New Labour cuts rentier interest payments

Chris Burford cburford at
Wed Jul 15 16:07:55 PDT 1998

Whether the New Labour government's announcement yesterday of increase in public expenditure on health and education is that radical, compared to the level of the previous government, is debatable. But it is regarded as clever since it is not accompanied by tax rises. Indeed, helped by a fall in inflation figures, the London stock exchanges FTSE index went through the 6000 barrier on the day the Chancellor, Gordon Brown announced increased government expenditure over the next three years of 56 billion pounds.

A small detail not highlighted by any side is that by the end of this parliament, (2002 at the latest) annual government interest payments on debt will be 5 billion pounds per year lower.This means a significant reduction in the proportion of national resources going to the rentier layer of capitalists. Frankly a reformist move, but a reform that ,frankly also, I do not think we should oppose, but should rather welcome.

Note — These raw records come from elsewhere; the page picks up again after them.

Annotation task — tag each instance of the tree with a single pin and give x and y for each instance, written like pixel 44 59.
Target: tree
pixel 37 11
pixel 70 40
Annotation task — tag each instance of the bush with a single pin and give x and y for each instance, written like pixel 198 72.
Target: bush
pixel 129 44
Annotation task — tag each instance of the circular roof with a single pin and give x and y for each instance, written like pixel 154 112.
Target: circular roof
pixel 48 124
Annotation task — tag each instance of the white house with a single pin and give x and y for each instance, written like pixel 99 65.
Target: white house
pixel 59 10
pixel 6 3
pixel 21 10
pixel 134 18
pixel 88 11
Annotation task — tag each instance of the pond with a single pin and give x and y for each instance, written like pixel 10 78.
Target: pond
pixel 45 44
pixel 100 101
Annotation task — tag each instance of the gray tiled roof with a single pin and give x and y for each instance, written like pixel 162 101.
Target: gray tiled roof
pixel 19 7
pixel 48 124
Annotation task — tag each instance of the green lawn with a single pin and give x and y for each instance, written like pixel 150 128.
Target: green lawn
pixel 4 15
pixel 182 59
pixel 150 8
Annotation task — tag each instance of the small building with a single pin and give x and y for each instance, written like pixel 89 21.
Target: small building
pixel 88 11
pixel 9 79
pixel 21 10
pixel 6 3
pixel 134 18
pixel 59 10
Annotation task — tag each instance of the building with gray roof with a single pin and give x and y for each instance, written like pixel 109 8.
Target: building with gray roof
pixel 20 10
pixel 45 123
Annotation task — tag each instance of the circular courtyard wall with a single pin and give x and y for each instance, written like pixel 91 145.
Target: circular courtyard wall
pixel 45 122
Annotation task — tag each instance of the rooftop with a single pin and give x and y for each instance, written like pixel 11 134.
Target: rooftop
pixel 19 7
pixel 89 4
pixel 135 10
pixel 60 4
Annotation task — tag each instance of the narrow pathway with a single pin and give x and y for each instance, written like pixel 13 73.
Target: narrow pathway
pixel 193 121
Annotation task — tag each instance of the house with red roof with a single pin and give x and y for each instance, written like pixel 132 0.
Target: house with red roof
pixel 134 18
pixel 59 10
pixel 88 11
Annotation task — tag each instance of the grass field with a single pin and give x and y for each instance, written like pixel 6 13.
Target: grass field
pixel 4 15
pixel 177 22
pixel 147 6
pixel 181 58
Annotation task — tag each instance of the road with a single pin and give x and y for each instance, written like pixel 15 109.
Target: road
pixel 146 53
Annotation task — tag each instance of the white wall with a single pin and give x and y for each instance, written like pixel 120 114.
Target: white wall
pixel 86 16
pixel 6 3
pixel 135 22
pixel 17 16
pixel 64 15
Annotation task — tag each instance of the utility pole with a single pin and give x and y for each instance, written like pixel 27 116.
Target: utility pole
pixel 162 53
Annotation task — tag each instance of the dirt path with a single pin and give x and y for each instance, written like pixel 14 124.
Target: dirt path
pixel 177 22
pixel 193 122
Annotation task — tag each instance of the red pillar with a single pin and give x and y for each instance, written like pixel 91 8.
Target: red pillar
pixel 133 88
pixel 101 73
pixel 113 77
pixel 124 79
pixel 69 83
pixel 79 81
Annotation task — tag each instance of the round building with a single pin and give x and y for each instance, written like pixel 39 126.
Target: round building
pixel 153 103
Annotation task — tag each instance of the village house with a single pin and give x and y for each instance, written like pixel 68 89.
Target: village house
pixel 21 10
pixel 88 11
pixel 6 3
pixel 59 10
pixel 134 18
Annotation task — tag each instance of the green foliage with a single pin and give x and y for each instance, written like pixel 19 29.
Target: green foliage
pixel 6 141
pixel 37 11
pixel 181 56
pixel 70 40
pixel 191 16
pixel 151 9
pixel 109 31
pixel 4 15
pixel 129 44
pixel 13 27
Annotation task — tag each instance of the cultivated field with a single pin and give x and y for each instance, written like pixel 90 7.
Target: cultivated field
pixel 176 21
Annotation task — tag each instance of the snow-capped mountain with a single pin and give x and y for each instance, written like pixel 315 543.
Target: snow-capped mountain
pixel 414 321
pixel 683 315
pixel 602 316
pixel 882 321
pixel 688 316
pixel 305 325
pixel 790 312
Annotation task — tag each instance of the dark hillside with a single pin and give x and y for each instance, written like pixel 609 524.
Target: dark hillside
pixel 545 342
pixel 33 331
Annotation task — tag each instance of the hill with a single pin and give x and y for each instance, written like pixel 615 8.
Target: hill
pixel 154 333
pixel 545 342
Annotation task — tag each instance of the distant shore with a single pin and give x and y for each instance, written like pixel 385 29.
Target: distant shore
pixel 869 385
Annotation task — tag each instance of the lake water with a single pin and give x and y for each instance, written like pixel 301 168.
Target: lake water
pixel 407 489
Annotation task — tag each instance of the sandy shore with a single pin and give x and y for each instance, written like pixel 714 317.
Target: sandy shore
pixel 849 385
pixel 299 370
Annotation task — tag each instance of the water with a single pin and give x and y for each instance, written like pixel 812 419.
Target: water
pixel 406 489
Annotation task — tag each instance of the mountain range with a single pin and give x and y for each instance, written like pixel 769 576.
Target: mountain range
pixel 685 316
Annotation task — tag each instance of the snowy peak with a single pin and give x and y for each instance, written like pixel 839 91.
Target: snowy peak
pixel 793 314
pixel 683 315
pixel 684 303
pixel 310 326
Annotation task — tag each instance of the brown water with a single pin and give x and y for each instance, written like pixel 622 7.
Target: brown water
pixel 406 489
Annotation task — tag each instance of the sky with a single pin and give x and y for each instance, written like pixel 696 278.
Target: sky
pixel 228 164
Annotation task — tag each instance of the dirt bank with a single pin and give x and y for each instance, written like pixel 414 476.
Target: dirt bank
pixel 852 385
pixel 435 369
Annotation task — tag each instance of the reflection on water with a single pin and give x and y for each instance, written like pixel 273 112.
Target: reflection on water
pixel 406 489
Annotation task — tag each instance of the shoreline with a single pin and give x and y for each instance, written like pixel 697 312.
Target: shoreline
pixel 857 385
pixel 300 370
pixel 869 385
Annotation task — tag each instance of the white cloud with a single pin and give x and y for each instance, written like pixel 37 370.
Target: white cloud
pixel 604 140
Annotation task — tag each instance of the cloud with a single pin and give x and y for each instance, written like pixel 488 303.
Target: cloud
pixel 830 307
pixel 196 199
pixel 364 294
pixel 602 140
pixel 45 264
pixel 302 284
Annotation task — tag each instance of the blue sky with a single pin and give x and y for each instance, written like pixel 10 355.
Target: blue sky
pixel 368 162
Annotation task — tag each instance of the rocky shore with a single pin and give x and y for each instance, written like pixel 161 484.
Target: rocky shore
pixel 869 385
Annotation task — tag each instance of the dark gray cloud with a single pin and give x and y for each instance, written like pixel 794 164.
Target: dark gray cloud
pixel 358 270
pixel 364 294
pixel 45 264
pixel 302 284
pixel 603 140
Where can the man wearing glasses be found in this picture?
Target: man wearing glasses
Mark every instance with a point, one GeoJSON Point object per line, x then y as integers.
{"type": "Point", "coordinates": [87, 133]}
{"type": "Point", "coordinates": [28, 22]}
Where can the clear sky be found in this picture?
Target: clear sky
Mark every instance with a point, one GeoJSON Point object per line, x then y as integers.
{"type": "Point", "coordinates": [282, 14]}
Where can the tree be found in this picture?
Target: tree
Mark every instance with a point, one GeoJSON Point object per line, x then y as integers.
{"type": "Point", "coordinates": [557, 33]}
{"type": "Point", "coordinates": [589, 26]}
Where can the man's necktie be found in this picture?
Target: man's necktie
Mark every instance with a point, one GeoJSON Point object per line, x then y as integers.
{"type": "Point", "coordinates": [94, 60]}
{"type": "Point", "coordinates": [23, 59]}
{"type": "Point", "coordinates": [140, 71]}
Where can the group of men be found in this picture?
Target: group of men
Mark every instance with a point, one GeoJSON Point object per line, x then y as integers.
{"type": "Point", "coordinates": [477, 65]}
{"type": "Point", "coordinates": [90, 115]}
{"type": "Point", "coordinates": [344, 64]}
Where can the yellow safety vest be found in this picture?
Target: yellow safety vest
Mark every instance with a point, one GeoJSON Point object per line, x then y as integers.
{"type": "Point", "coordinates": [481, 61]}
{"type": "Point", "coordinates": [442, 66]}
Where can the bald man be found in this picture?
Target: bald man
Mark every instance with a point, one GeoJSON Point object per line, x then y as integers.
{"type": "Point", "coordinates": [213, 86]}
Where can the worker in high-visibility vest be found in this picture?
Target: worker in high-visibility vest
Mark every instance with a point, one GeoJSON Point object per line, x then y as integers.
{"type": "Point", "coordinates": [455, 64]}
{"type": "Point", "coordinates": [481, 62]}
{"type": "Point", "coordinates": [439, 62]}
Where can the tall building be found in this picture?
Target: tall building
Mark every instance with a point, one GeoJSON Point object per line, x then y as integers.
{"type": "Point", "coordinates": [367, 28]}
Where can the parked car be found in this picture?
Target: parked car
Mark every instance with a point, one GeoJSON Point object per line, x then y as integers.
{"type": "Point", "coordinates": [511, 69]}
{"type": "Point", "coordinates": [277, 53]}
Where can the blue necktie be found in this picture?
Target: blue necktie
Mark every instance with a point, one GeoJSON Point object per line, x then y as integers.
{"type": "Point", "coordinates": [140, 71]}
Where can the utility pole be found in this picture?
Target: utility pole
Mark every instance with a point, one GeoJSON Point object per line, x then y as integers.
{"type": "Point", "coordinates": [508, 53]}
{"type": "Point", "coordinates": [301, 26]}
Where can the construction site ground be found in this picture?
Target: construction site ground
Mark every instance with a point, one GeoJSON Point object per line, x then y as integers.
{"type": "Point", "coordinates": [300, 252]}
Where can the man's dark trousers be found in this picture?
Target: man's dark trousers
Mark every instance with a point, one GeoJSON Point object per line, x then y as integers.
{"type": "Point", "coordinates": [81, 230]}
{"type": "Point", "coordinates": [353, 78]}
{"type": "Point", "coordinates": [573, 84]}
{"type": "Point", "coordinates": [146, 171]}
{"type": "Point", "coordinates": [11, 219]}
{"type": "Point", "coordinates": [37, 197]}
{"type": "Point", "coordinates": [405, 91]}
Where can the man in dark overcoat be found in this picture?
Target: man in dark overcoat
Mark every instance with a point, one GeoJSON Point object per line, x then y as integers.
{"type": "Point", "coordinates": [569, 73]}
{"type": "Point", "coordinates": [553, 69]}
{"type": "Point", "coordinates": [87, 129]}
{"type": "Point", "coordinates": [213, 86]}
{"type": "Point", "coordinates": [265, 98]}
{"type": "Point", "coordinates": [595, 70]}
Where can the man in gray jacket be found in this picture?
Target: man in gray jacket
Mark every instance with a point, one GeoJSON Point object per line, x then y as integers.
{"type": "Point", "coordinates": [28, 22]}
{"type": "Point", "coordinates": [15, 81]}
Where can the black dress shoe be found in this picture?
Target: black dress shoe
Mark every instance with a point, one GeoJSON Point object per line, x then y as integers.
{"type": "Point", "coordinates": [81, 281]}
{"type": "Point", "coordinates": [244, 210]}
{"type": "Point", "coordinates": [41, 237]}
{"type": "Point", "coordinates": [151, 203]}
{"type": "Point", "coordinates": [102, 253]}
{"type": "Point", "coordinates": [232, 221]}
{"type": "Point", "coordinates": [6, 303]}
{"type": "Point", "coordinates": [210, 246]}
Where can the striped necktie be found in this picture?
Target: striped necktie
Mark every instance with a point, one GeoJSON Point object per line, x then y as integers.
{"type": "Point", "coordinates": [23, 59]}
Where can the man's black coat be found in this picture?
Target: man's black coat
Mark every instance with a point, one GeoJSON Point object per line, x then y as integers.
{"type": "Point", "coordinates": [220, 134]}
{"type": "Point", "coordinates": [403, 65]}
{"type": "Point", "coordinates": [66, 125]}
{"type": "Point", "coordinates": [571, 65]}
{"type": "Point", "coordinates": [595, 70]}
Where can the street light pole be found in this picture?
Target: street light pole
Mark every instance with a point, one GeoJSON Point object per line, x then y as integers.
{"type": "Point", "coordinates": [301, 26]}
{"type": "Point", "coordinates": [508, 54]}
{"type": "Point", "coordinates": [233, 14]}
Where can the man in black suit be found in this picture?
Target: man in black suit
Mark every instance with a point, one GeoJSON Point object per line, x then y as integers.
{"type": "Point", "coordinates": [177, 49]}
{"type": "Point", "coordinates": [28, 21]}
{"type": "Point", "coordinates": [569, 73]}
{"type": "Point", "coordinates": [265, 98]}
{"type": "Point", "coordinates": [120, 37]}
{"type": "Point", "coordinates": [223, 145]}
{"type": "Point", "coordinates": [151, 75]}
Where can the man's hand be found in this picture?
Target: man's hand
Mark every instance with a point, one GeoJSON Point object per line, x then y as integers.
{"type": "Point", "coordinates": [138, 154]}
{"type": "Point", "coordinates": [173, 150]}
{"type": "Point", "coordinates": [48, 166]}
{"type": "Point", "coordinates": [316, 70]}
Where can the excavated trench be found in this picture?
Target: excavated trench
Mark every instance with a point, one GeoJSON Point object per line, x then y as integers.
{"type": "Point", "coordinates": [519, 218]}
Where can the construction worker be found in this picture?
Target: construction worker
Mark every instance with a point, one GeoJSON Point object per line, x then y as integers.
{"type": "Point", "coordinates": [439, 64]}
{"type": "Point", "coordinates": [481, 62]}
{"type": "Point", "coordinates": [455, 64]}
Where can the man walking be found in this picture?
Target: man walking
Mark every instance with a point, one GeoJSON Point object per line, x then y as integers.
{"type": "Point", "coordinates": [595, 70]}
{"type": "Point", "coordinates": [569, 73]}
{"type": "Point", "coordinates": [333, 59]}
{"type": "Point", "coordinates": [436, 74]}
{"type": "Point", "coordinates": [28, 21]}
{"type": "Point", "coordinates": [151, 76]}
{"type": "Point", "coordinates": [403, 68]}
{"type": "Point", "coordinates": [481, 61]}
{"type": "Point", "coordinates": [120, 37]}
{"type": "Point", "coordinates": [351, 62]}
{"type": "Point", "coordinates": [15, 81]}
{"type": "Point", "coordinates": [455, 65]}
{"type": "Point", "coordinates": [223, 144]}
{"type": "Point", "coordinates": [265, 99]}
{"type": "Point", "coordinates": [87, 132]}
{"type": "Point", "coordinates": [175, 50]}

That was not always the case. There used to be an assumption that left leaning reformist Keynsian governments would deliberately spend more than income, to stimulate the economy and sometimes for redistributive purposes, at the cost of a bit of inflation. And if that deflated the real value of old capital so much the better. But when the increased mobility of international finance, made this type of government policy impossible, then the existence of large governmental debt, subsidising unproductive capital became particularly unprogressive.